Texas’ population swelled so much from 2010 to 2020 that it essentially swallowed a state the size of — gasp! — Oklahoma.


Figures released April 26 by the U.S. Census Bureau show Texas gained 3,999,944 residents from April 2010 to April 2020. By comparison, the entire population of Oklahoma totaled 3,959,353 in April 2020. Those nearly 4 million new residents brought Texas’ population to 29,145,505 as of April 2020.


Buoyed by a spike in the Hispanic population and an influx of out-of-state and international arrivals, Texas led the nation for the sheer number of residents added from the every-10-years headcount in 2010 to the headcount in 2020. Florida ranked second in that category (2,736,877), and California ranked third (2,284,267).


“The growth for Texas was a little bit slower than expected, which may be a function of lower fertility rates post-Great Recession and slower international migration,” Lloyd Potter, the Texas state demographer, tells CultureMap.

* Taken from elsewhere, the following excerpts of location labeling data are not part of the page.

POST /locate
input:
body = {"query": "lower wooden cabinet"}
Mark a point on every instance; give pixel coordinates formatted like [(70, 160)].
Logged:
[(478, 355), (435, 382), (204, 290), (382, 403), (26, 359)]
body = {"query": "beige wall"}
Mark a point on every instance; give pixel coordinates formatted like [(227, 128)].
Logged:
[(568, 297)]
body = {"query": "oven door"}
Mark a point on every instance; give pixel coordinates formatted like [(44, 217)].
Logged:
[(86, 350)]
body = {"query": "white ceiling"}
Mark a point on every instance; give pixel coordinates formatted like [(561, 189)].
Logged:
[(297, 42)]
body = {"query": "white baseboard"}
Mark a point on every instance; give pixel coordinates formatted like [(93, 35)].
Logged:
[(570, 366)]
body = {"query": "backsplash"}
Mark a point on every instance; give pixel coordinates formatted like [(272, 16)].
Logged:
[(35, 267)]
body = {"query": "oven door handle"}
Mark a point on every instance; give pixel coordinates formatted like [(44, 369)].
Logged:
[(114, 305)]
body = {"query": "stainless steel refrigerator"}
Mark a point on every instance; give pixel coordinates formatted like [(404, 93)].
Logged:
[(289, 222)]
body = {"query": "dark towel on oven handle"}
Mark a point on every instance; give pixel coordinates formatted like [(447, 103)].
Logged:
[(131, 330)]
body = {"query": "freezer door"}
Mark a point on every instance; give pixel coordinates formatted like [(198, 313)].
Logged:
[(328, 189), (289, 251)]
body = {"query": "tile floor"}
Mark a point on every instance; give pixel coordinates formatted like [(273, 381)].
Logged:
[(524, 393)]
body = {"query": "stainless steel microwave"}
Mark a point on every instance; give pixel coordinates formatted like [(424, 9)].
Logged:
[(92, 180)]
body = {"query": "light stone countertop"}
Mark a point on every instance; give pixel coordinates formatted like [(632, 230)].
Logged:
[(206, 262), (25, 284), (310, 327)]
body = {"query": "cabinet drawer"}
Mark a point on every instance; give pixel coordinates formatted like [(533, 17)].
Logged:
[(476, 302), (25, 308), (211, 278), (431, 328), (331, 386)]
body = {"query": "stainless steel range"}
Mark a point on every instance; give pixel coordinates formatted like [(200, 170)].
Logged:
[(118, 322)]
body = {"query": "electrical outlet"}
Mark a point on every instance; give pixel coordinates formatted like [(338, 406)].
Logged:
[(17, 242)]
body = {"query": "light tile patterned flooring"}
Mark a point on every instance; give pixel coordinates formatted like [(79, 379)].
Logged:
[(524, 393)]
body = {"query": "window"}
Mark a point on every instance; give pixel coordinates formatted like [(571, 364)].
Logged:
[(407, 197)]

California still remains the biggest state as measured by population (39,538,223). However, the Quartz news website reported in 2019 that Texas’ population could surpass California’s by 2045.

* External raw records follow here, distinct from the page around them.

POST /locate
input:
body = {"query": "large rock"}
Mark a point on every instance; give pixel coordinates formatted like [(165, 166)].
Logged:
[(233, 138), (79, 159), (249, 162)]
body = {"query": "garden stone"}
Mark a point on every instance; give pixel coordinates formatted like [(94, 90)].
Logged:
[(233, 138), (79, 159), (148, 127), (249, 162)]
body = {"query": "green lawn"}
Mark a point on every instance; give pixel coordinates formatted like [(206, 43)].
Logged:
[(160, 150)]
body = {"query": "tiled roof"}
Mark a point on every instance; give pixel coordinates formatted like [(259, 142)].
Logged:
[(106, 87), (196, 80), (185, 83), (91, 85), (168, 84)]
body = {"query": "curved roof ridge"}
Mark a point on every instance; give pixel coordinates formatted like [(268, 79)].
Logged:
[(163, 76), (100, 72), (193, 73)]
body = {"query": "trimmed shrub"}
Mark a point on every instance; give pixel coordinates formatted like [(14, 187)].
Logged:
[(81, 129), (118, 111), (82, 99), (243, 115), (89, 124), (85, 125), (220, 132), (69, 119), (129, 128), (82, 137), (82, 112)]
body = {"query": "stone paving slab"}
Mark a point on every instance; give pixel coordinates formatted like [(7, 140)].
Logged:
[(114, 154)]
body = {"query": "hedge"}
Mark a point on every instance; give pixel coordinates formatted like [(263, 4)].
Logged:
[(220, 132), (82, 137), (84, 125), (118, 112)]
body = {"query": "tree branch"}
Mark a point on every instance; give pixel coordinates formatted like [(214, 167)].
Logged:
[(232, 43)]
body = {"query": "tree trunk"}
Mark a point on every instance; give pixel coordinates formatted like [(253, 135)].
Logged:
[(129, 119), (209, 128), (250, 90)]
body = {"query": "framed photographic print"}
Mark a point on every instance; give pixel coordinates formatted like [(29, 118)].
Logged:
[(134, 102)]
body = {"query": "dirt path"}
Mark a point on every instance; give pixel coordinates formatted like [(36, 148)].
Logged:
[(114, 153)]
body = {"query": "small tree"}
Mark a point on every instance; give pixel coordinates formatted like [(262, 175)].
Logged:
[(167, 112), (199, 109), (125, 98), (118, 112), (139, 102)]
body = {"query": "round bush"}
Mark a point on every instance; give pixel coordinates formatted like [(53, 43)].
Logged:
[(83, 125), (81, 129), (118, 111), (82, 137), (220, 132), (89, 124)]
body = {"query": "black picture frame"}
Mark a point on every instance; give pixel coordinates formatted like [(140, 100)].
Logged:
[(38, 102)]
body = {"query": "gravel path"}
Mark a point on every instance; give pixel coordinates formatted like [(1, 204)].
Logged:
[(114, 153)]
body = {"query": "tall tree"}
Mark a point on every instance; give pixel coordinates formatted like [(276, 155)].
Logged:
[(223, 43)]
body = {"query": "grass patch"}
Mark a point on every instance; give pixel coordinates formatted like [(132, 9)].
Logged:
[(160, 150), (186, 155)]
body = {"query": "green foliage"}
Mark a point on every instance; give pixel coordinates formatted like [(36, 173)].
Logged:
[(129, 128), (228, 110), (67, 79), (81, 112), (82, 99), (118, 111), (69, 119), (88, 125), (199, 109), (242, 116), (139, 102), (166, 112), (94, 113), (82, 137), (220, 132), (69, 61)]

Meanwhile, Texas holds the No. 3 position for percentage population growth from 2010 to 2020, according to Census Bureau data. The state’s population shot up by 15.9 percent during that period, behind only Utah (18.4 percent) and Idaho (17.3 percent). By contrast, California saw its population climb by just 6.1 percent from 2010 to 2020.

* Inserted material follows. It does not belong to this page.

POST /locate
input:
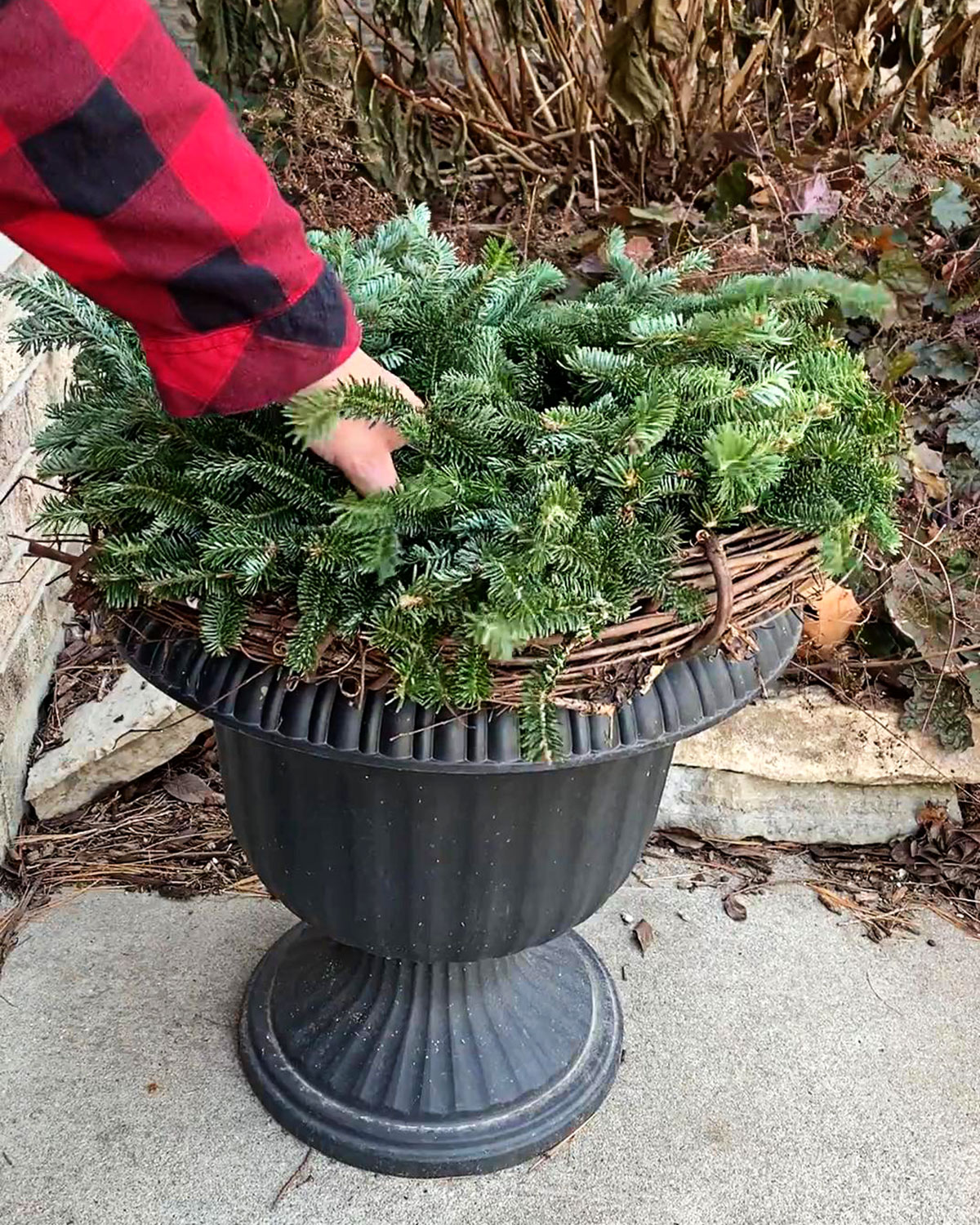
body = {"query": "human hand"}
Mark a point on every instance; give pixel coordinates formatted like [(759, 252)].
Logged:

As a result of population shifts across the country, Texas will pick up two seats in the U.S. House, bringing its total to 38, the Census Bureau says. Five states will add one seat each: Colorado, Florida, Montana, North Carolina, and Oregon. Seven states will lose one seat each: California, Illinois, Michigan, New York, Ohio, Pennsylvania, and West Virginia.


Based on earlier population estimates, experts had expected Texas to tack on three congressional seats following the 2020 Census. But Potter says Texas’ growth relative to population changes in other states pared the Lone Star State’s final tally to two more seats.